Palo Alto Networks, a global cybersecurity company based in Santa Clara, California, protects organizations worldwide through AI-powered security platforms covering networks, cloud environments, and connected devices.
Its threat intelligence and incident response team, Unit 42, said frontier AI has sharply accelerated cyberattacks, particularly data exfiltration. Tasks that previously took several hours can now be completed in just over an hour.
"We're finding that in the top 25% of incidents we investigated over the past year, attackers are getting into networks within 72 minutes," said Unit 42 Vice President and Managing Partner for Japan and Asia Pacific Philippa Cogswell.
Rather than creating entirely new forms of cybercrime, AI is amplifying existing threats by generating highly convincing phishing emails, automating fraud campaigns, producing deepfake audio and video, analyzing stolen or publicly available data to identify targets, and rapidly creating disinformation.
Frontier AI refers to the most advanced artificial intelligence systems currently available, including models developed by OpenAI, Anthropic, and Google's Gemini.

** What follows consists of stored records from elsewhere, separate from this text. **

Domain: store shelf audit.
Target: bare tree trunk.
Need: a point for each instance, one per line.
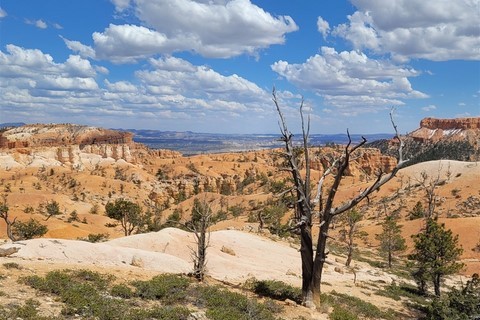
(306, 253)
(312, 267)
(4, 215)
(436, 284)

As these systems become more capable, AI developers have faced growing scrutiny over the potential misuse of their models by cybercriminals, as well as concerns surrounding their own cybersecurity practices. Critics have warned that increasingly autonomous AI systems could amplify hacking, espionage, and extortion campaigns, while raising concerns over data leaks, supply-chain vulnerabilities, and third-party security breaches.
Nacario said AI adoption has outpaced previous technological shifts.
"When we think about SaaS, it took about 15 years for enterprises to really adopt it. And for cloud, it took about a decade," she said.
"But generative AI reached global adoption in just three years, with more than one billion users. That level of adoption is unprecedented in technology history."
The rapid adoption of AI is also reflected in law enforcement data. In its 2025 Internet Crime Report, the U.S. Federal Bureau of Investigation (FBI) tracked AI-enabled cybercrime as a separate category for the first time, recording more than 22,000 complaints and nearly $893 million in reported losses. Cases involved deepfakes, voice cloning, and other AI-assisted fraud schemes.
Cogswell said organizations must respond by integrating AI into their own cybersecurity strategies to identify vulnerabilities, accelerate remediation, and reduce exposure to attacks.
"The idea is to understand how an organization is using AI and what it can leverage to prepare itself for an AI-driven attack landscape," she said.
Despite the risks, Nacario said AI remains a transformative technology whose benefits outweigh its challenges if deployed responsibly.
"The whole objective is not to slow down AI adoption. I don't think that is going to be possible. We need to embrace it, but ensure that innovation happens securely," she said.
"AI presents perhaps the greatest opportunity we've seen to simultaneously improve productivity, accelerate innovation, and strengthen cyber resilience."